Perché mi piace rischiare. Mi piaceva molto la cosa che facevo, quando l'ho mollata. Sarebbe stata il mio destino. Non ho piani B, ma vorrei che quella roba fosse un piano A+. Mi piacerebbe, un giorno, poter lavorare con le macchine mentre faccio musica. Quel mondo mi piace molto, è la mia passione. Quando mi ha chiamato Honiro e mi hanno detto "Ok, ti prendiamo e puoi fare carriera" io ci ho pensato bene. Lavoravo su auto di lusso, andavo al mattino al lavoro e dicevo "Minchia, che figata". Non era una presa male, era un bella roba particolare. Sono i lavori belli! E Honiro mi ha detto di andare a Roma. E ho deciso di seguire la musica. Non avrò mai niente da perdere.
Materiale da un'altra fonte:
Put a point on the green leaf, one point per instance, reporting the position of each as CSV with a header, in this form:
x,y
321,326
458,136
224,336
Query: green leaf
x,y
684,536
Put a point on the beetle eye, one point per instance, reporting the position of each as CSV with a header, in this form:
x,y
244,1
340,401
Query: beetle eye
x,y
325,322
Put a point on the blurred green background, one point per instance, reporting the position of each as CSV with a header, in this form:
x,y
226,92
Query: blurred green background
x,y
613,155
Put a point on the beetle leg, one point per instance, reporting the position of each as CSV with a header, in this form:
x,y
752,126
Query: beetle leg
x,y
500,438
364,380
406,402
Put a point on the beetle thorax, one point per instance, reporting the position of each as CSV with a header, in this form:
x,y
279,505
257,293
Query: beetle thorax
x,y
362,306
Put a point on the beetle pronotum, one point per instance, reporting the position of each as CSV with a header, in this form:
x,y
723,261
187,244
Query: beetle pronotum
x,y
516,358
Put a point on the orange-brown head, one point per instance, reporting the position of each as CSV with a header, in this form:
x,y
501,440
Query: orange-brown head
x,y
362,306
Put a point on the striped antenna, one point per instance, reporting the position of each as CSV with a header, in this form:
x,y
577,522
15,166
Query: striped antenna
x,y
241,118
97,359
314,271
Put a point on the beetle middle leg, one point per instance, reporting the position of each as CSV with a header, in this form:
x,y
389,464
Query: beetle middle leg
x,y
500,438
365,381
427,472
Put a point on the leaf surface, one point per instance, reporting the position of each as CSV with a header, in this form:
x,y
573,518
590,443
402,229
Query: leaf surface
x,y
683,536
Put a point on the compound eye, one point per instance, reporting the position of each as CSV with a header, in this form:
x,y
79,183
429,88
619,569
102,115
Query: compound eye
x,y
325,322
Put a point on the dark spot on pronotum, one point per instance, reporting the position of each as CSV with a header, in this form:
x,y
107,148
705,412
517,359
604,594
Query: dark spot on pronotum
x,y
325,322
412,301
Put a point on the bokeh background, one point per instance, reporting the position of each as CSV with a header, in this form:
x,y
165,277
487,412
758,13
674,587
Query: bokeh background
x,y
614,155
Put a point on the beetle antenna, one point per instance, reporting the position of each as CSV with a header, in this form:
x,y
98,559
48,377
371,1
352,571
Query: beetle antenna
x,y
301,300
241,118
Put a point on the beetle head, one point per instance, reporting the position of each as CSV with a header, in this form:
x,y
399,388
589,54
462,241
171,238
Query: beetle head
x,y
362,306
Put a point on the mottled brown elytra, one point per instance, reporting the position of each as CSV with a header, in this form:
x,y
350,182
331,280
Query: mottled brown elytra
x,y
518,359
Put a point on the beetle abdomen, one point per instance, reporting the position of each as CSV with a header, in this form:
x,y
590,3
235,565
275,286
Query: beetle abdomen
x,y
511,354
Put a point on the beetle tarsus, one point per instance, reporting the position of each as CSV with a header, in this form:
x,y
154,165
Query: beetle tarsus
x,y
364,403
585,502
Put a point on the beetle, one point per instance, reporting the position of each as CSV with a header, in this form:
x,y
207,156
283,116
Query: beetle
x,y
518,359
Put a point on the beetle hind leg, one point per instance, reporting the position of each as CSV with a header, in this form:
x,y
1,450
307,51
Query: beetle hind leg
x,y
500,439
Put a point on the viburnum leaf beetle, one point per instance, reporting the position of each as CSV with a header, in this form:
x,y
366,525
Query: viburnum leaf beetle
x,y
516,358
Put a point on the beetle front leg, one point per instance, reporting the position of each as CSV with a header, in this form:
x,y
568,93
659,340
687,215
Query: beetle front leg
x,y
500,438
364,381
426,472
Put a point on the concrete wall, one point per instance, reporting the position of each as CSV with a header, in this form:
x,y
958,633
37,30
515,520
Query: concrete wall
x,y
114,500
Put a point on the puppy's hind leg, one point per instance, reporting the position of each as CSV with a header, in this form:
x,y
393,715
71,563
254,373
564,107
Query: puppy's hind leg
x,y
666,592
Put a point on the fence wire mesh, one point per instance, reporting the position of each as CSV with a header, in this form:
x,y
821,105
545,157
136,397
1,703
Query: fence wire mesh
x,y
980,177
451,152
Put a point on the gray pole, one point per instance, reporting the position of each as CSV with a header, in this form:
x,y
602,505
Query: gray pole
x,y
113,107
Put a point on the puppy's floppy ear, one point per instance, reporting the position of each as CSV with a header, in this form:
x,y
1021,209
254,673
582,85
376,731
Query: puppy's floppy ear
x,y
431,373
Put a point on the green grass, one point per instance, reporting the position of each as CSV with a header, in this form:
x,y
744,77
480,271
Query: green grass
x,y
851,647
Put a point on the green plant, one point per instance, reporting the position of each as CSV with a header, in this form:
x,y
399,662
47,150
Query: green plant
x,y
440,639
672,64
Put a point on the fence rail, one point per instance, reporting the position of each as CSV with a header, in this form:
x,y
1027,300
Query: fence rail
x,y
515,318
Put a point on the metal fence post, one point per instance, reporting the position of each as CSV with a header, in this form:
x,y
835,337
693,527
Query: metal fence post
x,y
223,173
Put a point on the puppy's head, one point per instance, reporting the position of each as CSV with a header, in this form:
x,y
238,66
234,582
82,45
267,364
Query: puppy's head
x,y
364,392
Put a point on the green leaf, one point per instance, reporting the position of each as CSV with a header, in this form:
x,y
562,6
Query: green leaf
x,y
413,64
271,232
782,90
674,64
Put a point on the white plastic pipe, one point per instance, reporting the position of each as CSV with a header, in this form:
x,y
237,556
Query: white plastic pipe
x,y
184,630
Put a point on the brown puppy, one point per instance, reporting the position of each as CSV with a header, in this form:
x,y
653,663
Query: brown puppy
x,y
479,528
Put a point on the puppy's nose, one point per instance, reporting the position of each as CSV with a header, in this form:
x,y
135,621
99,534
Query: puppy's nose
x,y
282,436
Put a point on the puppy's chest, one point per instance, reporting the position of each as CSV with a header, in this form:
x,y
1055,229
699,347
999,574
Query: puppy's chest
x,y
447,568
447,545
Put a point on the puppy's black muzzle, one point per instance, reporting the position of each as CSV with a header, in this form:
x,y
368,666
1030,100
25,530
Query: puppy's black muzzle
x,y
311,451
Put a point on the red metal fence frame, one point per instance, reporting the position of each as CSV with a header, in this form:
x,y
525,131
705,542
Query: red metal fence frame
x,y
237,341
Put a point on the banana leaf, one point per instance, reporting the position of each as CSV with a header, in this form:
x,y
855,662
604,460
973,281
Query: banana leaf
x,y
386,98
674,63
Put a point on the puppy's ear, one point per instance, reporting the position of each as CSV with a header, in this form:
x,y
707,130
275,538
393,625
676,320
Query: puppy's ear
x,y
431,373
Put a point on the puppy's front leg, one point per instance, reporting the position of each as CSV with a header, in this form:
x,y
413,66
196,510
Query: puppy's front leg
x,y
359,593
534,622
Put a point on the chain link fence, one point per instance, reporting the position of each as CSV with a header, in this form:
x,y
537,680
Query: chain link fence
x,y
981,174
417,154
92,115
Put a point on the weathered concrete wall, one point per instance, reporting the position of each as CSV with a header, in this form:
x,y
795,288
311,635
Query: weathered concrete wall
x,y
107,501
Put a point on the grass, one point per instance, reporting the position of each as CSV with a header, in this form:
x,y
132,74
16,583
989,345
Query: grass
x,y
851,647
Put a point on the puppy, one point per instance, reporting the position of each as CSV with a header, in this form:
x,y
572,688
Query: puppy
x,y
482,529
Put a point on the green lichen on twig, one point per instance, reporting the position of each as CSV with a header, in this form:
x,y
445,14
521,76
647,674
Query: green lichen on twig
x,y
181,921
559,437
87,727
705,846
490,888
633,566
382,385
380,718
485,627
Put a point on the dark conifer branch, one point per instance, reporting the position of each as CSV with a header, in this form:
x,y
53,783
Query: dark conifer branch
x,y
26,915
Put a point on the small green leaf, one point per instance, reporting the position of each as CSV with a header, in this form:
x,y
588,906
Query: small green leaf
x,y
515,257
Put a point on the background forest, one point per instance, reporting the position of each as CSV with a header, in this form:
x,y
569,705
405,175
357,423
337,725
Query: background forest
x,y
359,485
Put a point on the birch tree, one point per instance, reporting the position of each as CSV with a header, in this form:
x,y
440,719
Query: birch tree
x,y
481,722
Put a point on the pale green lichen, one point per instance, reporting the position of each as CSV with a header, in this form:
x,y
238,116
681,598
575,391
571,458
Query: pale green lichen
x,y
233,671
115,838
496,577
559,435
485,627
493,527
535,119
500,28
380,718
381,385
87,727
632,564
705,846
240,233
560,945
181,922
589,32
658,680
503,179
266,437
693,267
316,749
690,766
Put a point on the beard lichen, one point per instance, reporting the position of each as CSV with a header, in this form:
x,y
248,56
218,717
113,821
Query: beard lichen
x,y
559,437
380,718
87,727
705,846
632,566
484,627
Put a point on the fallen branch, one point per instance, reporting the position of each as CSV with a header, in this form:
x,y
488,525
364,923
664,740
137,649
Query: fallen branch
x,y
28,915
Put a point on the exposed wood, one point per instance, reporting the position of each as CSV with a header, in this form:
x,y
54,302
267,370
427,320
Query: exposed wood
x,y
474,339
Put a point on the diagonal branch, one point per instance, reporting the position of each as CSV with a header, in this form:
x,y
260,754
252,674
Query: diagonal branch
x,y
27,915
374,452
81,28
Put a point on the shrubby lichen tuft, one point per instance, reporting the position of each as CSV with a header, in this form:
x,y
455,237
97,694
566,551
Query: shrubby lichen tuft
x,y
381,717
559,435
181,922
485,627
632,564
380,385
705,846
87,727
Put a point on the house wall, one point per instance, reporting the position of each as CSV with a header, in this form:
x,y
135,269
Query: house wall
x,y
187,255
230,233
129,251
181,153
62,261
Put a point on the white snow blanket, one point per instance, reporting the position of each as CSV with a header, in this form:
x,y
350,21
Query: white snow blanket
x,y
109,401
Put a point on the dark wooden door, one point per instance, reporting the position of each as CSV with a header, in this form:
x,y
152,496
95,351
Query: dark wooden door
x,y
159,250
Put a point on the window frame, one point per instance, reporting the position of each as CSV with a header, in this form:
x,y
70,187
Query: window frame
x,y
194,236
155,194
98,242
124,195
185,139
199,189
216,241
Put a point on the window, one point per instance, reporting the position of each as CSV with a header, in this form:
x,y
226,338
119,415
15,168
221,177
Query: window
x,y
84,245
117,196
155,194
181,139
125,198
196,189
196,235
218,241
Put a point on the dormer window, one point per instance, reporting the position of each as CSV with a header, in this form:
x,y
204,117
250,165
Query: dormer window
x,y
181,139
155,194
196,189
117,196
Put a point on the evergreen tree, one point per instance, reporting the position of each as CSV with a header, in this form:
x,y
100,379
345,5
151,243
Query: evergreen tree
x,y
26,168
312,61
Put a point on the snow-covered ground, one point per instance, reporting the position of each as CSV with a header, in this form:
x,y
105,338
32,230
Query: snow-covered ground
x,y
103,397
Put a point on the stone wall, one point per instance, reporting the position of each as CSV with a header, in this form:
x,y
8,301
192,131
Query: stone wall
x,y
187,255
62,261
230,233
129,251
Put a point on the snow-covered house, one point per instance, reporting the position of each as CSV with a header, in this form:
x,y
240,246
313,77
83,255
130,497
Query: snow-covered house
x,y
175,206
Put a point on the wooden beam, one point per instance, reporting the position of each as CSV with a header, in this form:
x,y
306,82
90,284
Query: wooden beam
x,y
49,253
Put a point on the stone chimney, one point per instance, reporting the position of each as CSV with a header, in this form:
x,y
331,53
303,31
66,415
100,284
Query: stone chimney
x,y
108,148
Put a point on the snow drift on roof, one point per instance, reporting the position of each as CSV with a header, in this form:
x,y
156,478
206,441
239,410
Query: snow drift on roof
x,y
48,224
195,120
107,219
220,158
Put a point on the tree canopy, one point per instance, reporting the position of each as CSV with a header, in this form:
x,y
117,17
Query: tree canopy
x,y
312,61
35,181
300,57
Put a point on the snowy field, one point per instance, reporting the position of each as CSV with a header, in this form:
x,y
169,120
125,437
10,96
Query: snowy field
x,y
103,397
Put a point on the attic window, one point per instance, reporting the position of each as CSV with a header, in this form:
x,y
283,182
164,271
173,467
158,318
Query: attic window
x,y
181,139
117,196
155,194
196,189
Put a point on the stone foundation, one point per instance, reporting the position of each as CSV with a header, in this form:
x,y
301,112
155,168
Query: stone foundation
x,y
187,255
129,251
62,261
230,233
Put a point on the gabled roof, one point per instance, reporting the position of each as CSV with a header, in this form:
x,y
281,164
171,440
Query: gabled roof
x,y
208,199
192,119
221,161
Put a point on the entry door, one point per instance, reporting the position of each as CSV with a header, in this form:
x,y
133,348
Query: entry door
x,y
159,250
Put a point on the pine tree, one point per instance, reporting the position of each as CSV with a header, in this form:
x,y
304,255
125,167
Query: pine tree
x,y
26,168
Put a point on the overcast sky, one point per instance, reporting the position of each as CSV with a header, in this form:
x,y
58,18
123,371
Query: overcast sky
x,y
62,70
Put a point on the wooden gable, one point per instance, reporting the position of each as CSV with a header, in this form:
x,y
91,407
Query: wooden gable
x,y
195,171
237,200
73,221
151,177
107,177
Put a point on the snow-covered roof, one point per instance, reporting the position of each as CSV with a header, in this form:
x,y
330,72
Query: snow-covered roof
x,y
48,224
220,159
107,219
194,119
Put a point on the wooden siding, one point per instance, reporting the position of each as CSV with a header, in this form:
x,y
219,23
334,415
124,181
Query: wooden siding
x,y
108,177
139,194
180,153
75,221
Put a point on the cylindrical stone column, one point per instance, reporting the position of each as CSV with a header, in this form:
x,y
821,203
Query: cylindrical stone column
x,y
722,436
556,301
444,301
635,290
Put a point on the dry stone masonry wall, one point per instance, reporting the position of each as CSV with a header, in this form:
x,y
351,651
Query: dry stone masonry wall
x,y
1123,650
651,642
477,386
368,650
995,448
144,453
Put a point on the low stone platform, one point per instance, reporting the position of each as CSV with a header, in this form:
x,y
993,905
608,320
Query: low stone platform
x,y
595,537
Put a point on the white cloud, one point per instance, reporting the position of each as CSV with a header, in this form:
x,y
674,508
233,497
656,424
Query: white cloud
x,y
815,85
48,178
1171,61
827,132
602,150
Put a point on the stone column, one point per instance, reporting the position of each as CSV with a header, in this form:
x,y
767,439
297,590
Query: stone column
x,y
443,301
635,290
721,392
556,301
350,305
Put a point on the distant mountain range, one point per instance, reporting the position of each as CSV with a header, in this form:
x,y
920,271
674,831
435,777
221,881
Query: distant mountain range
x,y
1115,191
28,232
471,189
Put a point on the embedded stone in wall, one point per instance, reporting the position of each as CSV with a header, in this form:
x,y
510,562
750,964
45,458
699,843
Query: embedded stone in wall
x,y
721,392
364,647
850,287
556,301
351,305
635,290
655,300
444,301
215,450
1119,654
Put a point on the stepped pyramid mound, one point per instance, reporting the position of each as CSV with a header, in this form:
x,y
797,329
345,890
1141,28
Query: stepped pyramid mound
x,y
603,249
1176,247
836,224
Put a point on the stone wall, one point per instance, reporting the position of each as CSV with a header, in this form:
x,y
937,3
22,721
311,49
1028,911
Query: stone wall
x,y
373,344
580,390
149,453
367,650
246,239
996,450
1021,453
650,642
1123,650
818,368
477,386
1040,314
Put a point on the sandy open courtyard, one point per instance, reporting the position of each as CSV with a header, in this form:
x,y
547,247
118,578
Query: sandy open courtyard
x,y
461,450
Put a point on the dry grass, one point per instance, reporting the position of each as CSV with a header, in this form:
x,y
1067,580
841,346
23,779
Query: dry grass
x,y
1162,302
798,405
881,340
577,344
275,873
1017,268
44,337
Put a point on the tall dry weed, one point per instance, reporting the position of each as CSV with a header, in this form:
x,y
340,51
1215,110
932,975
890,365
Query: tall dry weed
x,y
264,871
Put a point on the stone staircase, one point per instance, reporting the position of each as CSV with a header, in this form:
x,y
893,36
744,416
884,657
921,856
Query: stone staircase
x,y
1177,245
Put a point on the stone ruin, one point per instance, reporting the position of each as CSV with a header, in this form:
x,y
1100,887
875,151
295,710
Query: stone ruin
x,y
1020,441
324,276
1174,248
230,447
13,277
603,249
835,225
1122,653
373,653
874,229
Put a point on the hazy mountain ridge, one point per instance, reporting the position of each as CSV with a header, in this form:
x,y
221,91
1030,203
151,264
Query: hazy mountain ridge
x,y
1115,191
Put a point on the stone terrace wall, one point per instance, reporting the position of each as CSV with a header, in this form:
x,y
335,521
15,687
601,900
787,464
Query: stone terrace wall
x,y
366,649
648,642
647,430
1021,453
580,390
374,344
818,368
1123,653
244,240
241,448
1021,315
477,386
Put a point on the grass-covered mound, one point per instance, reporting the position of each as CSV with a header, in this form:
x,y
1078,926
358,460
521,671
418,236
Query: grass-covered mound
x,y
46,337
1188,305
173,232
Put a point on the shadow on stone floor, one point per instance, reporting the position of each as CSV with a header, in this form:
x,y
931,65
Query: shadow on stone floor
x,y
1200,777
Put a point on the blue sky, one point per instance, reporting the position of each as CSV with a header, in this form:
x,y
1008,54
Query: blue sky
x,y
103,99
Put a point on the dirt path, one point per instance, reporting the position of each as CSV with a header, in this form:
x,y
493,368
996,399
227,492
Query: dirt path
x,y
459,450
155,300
Valvonautag ti chiede: "In una tua intervista ho sentito props agli Oro Grezzo, dicendo come per te è importante che un artista sia real. Credi che sia più importante per un artista essere real o essere artisticamente valido?"
È quello che ti dicevo prima: viene prima l'artisticamente valido, e poi se sei real va bene. Puoi anche essere uno fortissimo a rappare che dice un sacco di minchiate, io non lo saprò mai perché non sono te. Però non posso dirti niente perché sai fare il tuo mestiere. Ma solitamente chi è real sa anche rappare bene, le due cose vanno insieme di solito. Loro sono un esempio, secondo me verranno capiti tra un anno o due perché sono troppo oltre. Guarda i Migos, ci hanno messo quattro o cinque anni prima di fare Culture. E poi continua: "Credi che le etichette facciano bene al rap? Credi che siano necessarie per mantenere la scena pulita o piuttosto che siano un ostacolo alla creatività e alla libertà degli artisti?"
No. Una volta c'era questa idea cui le etichette ti portavano a essere considerato come venduto e commerciale. Le etichette sono fatte per valorizzare gli artisti, non è che prendi un artista e lo snaturi. Universal mi prende perché faccio la mia roba e perché ho i miei fan. Il mercato oggi è molto più di cultura rispetto a una volta, ci si appassiona al trip di un artista. L'obiettivo è fare arrivare il tuo punto di vista a tutti quanti.

Che poi puoi essere accessibile anche senza snaturarti. Per me si sente benissimo in pezzi come "Malibu", "Mamacita" e "Drive By".
Quello che secondo me manca ancora all'Italia, nonostante abbiamo fatto passi da gigante a livello di cultura rap e hip-hop negli ultimi anni, è una percezione diversa del rapper. Passano pezzi in radio, ma non ancora a stecca come in America. E non esistono ancora programmi TV che invitino i rapper e li trattino come un artista italiano va trattato. Guarda la Pausini, esce il disco e ne parlano tutti per tre settimane. Vero. Ci sarebbe bisogno di programmi TV in cui il rapper non è la macchietta, il rapper personaggio, ma è solo se stesso.
Sì, infatti. "Guarda, è arrivato il rapper". Un rapper deve essere importante quanto un attore o un cantante. Noi siamo cantautori. Il 90% del cantautorato italiano oggi è rap. Parliamo delle cose che viviamo, alla maniera nostra. Ogni anno facciamo passi da gigante a livello di pubblico, e anche noi riusciremo a far capire il nostro messaggio in maniera tranquilla. Bella chiara, ma con le nostre parole e il nostro sound, cambiando idea e mentalità alla gente. È quello il vero obiettivo.